Here’s a paradox for you: Successful acquisitions involve IT early, yet IT is typically brought in too late. Here’s another: People are critical to a smooth acquisition, yet M&A teams often pay scant attention to employee communication. And finally: Leading an acquisition is a significant career opportunity for CIOs, yet many fail to live up to the challenge.
“CIOs tend to make two major mistakes during an acquisition,” says Larry Rowland, formerly CIO and now VP of acquisition integration at Nuance Communications. “They delay the tough people decisions, and they assume that their own systems are better than anything run by the acquired company.”
Randy Gaboriault, CIO of Christiana Care Health System, concurs that “a fatal flaw for CIOs during acquisitions is choosing diplomacy over the truth” when communicating the integration plan. He also finds that CIOs who believe they can they can create a perfect integration plan are missing a major M&A truth: “Sixty percent of your planning assumptions are going to be wrong, yet you still have to satisfy the financial commitments you based on those assumptions.”

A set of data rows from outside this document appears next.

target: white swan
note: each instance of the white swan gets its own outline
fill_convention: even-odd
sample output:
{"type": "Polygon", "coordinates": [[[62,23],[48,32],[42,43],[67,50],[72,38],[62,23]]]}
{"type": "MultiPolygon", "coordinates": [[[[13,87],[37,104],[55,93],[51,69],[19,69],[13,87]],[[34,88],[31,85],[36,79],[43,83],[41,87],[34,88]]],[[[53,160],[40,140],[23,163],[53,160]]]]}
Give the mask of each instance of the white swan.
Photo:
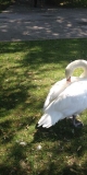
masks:
{"type": "Polygon", "coordinates": [[[65,77],[66,79],[63,79],[61,81],[58,81],[57,83],[53,84],[53,86],[50,89],[47,98],[44,104],[44,110],[49,106],[49,104],[54,101],[71,83],[80,80],[80,78],[87,78],[87,61],[86,60],[75,60],[71,62],[66,68],[65,68],[65,77]],[[83,68],[84,73],[78,78],[78,77],[72,77],[73,71],[76,68],[83,68]]]}
{"type": "MultiPolygon", "coordinates": [[[[66,79],[71,77],[73,70],[77,67],[84,68],[84,73],[80,78],[72,78],[74,83],[65,88],[62,93],[50,102],[38,121],[38,127],[49,128],[65,117],[74,116],[75,118],[77,114],[87,108],[87,61],[76,60],[72,63],[74,65],[72,65],[71,70],[70,66],[66,67],[66,79]]],[[[76,126],[75,120],[74,125],[76,126]]]]}

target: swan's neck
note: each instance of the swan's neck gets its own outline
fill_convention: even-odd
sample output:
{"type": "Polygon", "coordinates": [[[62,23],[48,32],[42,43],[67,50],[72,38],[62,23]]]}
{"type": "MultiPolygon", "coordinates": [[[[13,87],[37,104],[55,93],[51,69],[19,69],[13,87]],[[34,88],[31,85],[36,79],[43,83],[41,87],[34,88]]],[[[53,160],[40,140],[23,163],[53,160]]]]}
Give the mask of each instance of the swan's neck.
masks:
{"type": "Polygon", "coordinates": [[[73,71],[76,68],[83,68],[84,72],[80,74],[80,78],[87,78],[87,61],[86,60],[75,60],[71,62],[65,70],[66,77],[67,74],[71,77],[73,71]]]}

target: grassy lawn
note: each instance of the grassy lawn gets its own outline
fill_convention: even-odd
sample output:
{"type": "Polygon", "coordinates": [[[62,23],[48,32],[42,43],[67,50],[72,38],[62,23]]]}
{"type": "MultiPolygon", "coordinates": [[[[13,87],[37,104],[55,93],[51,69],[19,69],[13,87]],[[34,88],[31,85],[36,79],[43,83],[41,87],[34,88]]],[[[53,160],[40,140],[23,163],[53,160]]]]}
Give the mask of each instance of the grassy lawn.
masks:
{"type": "Polygon", "coordinates": [[[49,89],[71,60],[87,59],[86,46],[87,39],[0,43],[0,175],[87,174],[86,112],[82,129],[66,119],[36,128],[49,89]]]}
{"type": "Polygon", "coordinates": [[[4,9],[7,9],[13,0],[0,0],[0,12],[4,9]]]}

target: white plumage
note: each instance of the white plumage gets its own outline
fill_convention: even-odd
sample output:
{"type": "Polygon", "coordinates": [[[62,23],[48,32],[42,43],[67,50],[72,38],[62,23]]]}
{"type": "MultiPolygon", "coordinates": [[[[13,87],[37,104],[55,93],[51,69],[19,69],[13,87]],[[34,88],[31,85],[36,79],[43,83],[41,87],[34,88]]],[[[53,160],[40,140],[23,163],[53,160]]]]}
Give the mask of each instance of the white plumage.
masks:
{"type": "Polygon", "coordinates": [[[71,62],[70,65],[67,65],[67,67],[65,68],[65,77],[66,79],[63,79],[61,81],[58,81],[57,83],[53,84],[53,86],[50,89],[47,98],[45,101],[44,104],[44,110],[48,107],[48,105],[54,101],[69,85],[71,85],[72,83],[79,81],[80,78],[87,78],[87,61],[86,60],[75,60],[73,62],[71,62]],[[72,77],[72,80],[70,81],[70,78],[73,73],[73,71],[76,68],[83,68],[84,69],[84,73],[80,74],[80,77],[72,77]],[[66,81],[67,80],[67,81],[66,81]]]}
{"type": "MultiPolygon", "coordinates": [[[[76,61],[80,62],[79,65],[83,65],[84,60],[76,61]]],[[[73,65],[74,69],[75,63],[76,62],[74,62],[73,65]]],[[[65,82],[65,80],[62,80],[61,83],[63,82],[64,86],[62,86],[61,84],[60,91],[55,86],[54,89],[51,89],[52,91],[50,92],[52,92],[51,95],[53,95],[52,101],[49,101],[49,104],[45,108],[45,114],[39,119],[38,126],[49,128],[59,120],[65,117],[69,118],[70,116],[76,116],[77,114],[80,114],[84,109],[87,108],[87,61],[84,62],[84,66],[76,65],[76,68],[77,67],[84,68],[84,73],[82,78],[73,78],[72,83],[69,83],[69,85],[66,84],[67,82],[65,82]]],[[[59,86],[59,82],[55,85],[59,86]]]]}

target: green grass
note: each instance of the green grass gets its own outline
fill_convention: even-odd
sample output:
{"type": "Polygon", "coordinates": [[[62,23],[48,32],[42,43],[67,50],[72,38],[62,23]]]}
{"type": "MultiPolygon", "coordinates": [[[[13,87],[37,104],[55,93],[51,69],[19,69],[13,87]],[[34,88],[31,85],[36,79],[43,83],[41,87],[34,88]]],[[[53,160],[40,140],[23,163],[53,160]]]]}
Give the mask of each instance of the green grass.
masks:
{"type": "Polygon", "coordinates": [[[0,0],[0,12],[7,9],[14,0],[0,0]]]}
{"type": "Polygon", "coordinates": [[[87,39],[0,43],[0,175],[87,174],[86,112],[82,129],[66,119],[36,128],[49,89],[71,60],[87,59],[86,46],[87,39]]]}

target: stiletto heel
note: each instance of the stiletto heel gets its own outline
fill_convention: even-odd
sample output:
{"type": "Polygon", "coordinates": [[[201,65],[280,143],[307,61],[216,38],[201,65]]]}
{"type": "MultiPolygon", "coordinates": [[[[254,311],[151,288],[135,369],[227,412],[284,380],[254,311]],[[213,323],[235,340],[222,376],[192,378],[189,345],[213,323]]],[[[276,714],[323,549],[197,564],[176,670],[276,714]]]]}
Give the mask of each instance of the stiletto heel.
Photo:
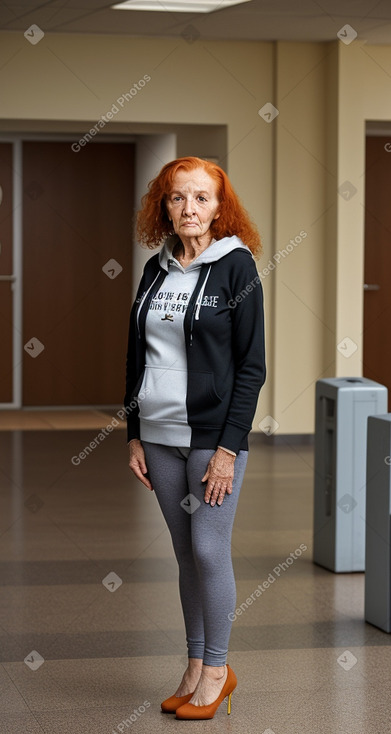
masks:
{"type": "Polygon", "coordinates": [[[227,714],[231,713],[231,698],[232,698],[232,693],[230,693],[228,696],[227,714]]]}
{"type": "Polygon", "coordinates": [[[232,691],[237,686],[237,678],[232,668],[227,665],[227,679],[223,685],[220,695],[216,698],[216,701],[210,703],[208,706],[194,706],[193,703],[185,703],[183,706],[179,706],[176,710],[177,719],[213,719],[218,707],[221,702],[224,701],[228,696],[228,709],[227,713],[231,713],[231,696],[232,691]]]}

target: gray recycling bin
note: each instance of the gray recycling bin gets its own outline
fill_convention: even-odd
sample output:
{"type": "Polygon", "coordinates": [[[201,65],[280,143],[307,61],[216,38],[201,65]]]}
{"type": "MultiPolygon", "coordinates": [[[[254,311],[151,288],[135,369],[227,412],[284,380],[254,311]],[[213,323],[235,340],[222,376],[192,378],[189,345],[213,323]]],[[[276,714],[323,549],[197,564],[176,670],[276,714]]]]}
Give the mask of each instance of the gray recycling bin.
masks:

As if these potholes were not enough, Mike Brooks, CIO of Viterra, adds another: “CIOs who endlessly analyze both sets of systems in order to end up with a blended nirvana miss their targets,” he says. “Both companies are hanging on your decisions, but you leave them in limbo while you try to develop paradise.”
Clearly, the road to a smooth acquisition is fraught with peril. What can CIOs do to make it through?
Go early or go home. “Corporate development teams don’t like to worry about IT up front; they want to bring you in after the deal is signed,” say Rowland, who leads at least eight acquisitions a year at Nuance, which sells voice-recognition technology. “You need to buddy up to the M&A team, understand what deals are in the works, and get involved in the due diligence process,” he says.
Brooks agrees. “CIOs need to build a business case for involvement,” he says. “They need to let M&A know that when they don’t bring in IT and miss a reporting deadline, the SEC tends to get a little grumpy.”
Plan early and often. “Once the CEO gives a number to Wall Street, it is poured in concrete,” says Gaboriault, who has led more than 50 acquisitions. “To meet that number, you need a solid integration plan defined by a team of business owners and IT that answers: What does a successful integration mean? What does our end-state look like? What systems will we be able to run on day one or 30 or 60?” he says. “If you and the business owners cannot articulate that before the integration begins, you have a problem with the deal rationale in the first place.”
A well-communicated plan is particularly important to the IT team, says Rowland. “The executives talk about combined value and synergies, and the employees are thinking one thing: Do I have a job? The sooner you communicate those decisions, [the sooner] everyone can plan their lives and focus. If you wait, you risk losing your best people.”
Get moving. “In our first major acquisition, we promised significant synergies in a year. We delivered in nine months, because we made aggressive decisions and went in with a plan,” says Brooks, who has completed more than a dozen acquisitions at Viterra. “Remember that any decision is better than no decision. You’re going to get some of it wrong, but you have to keep the ball rolling.”
Running acquisitions is not for the faint of heart. But the rewards are rich if CIOs can roll up their sleeves and get it done, says Brooks. “They’ll see a career’s worth of issues in a year of integration.”